В четырнадцать лет она была выше старшей сестры и чуточку нескладной — слишком длинные ноги и шея, ключицы, выпирающие из выреза блузки. Минна еще не выходила, да у нее и не было еще вечернего платья. Она сравнила себя с сестрой в зеркале примерочной. Она давно уже сравнивала себя с Мартой, надеясь, что отражение волшебным образом станет таким же, как у сестры, но, увы, так не случалось. «И слава богу», — решила она годы спустя.

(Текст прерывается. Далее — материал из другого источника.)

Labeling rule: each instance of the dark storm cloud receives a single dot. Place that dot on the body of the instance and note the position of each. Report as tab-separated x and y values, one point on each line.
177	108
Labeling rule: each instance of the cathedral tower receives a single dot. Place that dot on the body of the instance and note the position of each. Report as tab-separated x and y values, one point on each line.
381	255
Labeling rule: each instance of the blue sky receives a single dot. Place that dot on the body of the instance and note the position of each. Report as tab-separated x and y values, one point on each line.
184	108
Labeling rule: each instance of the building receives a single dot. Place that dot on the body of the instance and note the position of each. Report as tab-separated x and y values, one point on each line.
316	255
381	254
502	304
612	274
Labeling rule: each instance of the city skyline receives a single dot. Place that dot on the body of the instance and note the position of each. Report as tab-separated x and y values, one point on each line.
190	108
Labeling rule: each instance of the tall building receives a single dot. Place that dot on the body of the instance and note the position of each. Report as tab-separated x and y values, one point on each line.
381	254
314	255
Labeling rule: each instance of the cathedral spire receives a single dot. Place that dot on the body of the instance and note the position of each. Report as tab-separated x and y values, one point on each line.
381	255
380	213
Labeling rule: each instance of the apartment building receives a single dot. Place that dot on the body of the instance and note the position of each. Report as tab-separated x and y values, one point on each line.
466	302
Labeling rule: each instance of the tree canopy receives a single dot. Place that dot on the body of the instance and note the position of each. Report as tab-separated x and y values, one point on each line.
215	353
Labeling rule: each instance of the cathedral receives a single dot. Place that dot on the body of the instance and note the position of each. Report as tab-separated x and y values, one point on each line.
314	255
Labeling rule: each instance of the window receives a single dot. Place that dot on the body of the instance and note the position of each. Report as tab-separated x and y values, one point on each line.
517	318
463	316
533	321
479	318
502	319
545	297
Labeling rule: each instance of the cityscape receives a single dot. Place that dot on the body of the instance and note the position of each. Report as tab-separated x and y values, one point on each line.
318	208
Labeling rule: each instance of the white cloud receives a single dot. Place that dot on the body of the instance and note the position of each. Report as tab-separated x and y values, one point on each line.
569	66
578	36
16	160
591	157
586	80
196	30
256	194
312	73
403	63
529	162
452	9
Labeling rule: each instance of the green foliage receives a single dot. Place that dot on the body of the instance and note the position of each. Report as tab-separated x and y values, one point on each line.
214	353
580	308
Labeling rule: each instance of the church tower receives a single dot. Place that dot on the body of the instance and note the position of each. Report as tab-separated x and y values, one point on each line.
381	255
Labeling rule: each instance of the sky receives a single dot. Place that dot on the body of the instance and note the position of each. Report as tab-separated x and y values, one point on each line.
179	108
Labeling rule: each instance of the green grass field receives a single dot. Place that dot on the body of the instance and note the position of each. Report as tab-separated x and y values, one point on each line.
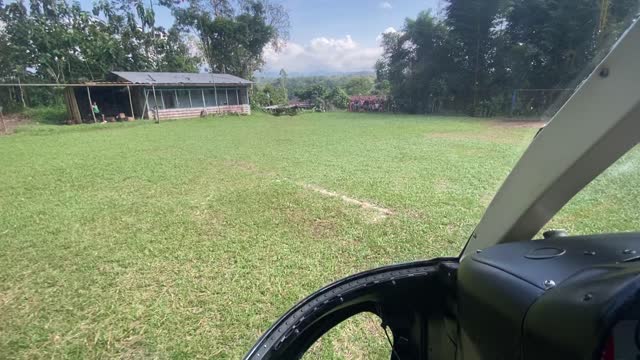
189	238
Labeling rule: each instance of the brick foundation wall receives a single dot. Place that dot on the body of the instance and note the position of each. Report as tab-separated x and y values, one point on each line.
195	112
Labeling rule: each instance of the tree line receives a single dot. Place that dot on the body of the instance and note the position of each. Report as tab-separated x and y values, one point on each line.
472	57
56	41
327	92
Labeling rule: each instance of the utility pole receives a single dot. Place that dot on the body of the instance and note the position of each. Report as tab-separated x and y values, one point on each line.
24	104
4	126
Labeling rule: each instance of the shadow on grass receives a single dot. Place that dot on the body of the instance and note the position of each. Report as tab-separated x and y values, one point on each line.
50	115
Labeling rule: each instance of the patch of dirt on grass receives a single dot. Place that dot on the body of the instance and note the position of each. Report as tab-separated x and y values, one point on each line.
484	135
485	200
493	133
11	122
323	228
517	123
380	212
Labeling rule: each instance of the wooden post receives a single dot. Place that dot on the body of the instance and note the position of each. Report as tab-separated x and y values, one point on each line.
4	126
91	105
146	102
155	99
24	104
131	102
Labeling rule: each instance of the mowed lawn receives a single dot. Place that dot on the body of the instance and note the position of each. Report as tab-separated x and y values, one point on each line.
189	238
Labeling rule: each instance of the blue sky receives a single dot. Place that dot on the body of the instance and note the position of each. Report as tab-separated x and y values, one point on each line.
332	35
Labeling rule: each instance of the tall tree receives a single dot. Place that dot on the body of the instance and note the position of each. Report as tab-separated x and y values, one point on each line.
470	23
233	38
283	83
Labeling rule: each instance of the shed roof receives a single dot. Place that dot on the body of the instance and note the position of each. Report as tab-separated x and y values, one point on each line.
158	78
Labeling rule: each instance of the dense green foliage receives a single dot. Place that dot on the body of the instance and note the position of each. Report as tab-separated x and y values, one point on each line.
48	41
326	92
189	238
233	35
471	59
55	41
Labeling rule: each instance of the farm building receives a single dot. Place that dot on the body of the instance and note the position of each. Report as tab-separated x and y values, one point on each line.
159	95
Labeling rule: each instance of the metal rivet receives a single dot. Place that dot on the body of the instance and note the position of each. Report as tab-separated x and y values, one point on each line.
604	72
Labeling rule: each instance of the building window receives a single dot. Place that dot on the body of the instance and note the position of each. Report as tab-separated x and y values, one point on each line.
196	98
169	97
183	99
243	96
210	97
233	96
222	97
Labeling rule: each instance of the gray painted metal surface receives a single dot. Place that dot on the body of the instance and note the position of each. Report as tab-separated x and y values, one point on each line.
158	78
595	127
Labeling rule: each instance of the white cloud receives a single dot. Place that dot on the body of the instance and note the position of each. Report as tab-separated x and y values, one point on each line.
323	54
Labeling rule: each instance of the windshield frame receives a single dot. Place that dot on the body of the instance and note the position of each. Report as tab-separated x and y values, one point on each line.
593	129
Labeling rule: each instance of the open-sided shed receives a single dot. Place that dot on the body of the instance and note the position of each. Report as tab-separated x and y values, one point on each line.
159	95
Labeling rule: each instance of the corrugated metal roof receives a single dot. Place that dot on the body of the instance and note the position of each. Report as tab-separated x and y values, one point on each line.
179	78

Впрочем, кое-что в своем отражении Минне нравилось. Она, как и Марта, унаследовала тонкий фамильный профиль и кожу, белую, без единого пятнышка. Но вот ступни были просто гигантскими, и когда Минне исполнилось восемь лет, они уже не могли меняться с сестрой ботинками или туфельками. Потом волосы — не держащиеся в косах, вечно вылезающие во все стороны беспорядочными прядками. А почерк! Более корявый и неразборчивый, чем у Марты. Домашний учитель никогда не забывал упомянуть об этом, впрочем, признавая с неохотой, что только Минна — настоящая ученица в семье.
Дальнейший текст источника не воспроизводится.